An Older But Wiser Judge for Me
I’m just a plainspoken Colorado criminal defense lawyer, but the way I see it…
The legal scholar Jonathan Turley once picked a Dream Team of the nine greatest Supreme Court Justices in history. They were:
John Marshall
Charles Evans Hughes
Earl Warren
Louis Brandeis
William Brennan
Oliver Wendell Holmes
John Marshall Harlan
Hugo Black
Joseph Story
Had the Supreme Court the mandatory retirement age used by three-fifths of the United States, Justice Story would have been all alone on Professor Turley’s dream bench.

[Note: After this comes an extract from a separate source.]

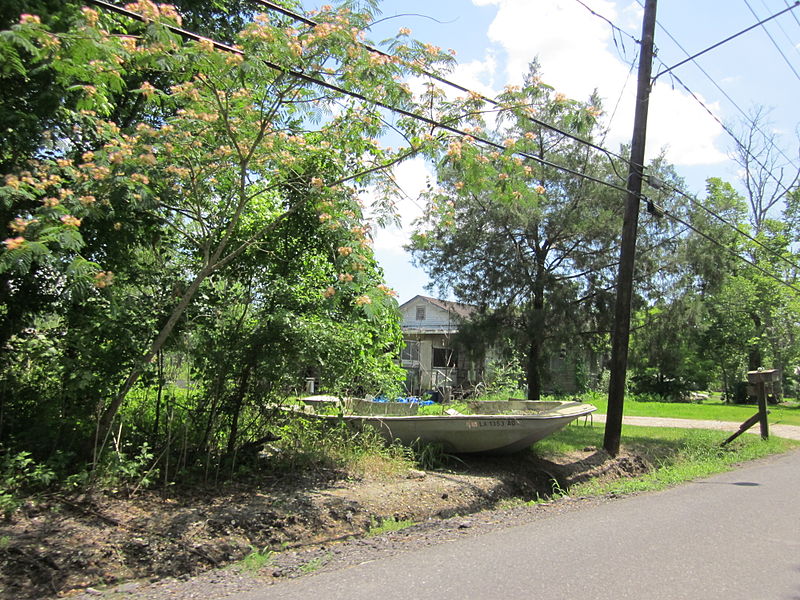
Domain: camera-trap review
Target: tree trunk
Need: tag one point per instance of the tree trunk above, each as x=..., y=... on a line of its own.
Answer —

This country would have been deprived of a collective ninety-nine years of the judicial wisdom of the greatest judges who ever lived.
Among other things that would have been lost if these men were retired at age seventy (generally the mark chosen by thirty states), is the requirement that you be informed about your right to remain silent, and your right to an attorney. Before that police would simply beat a confession out of you, and you were good to go to court.
You could not marry the partner of your choice if he or she were a spouse of a different color.
Also lost would have been your right to have a private phone conversation (we’ll pretend for a moment the federal government isn’t listening in now anyway).
It would be okay to shout “Fire!” in a crowded theatre and enjoy the ensuing panic; the “clear and present danger” exception to free speech would never have been articulated and Tom Clancy would be down one book and movie.
The poor would be flat out of luck if they could not afford to hire a lawyer to defend a criminal charge.
All of these decisions, and hundreds more, were conceived, drafted, and argued by judges who were in their seventies and eighties.
We’ve recognized the value of experience and matured sagacity at the national level: federal judges are appointed for life.
Twenty of our United States have no mandatory retirement ages for their judges. But what of the wasted wisdom of the rest?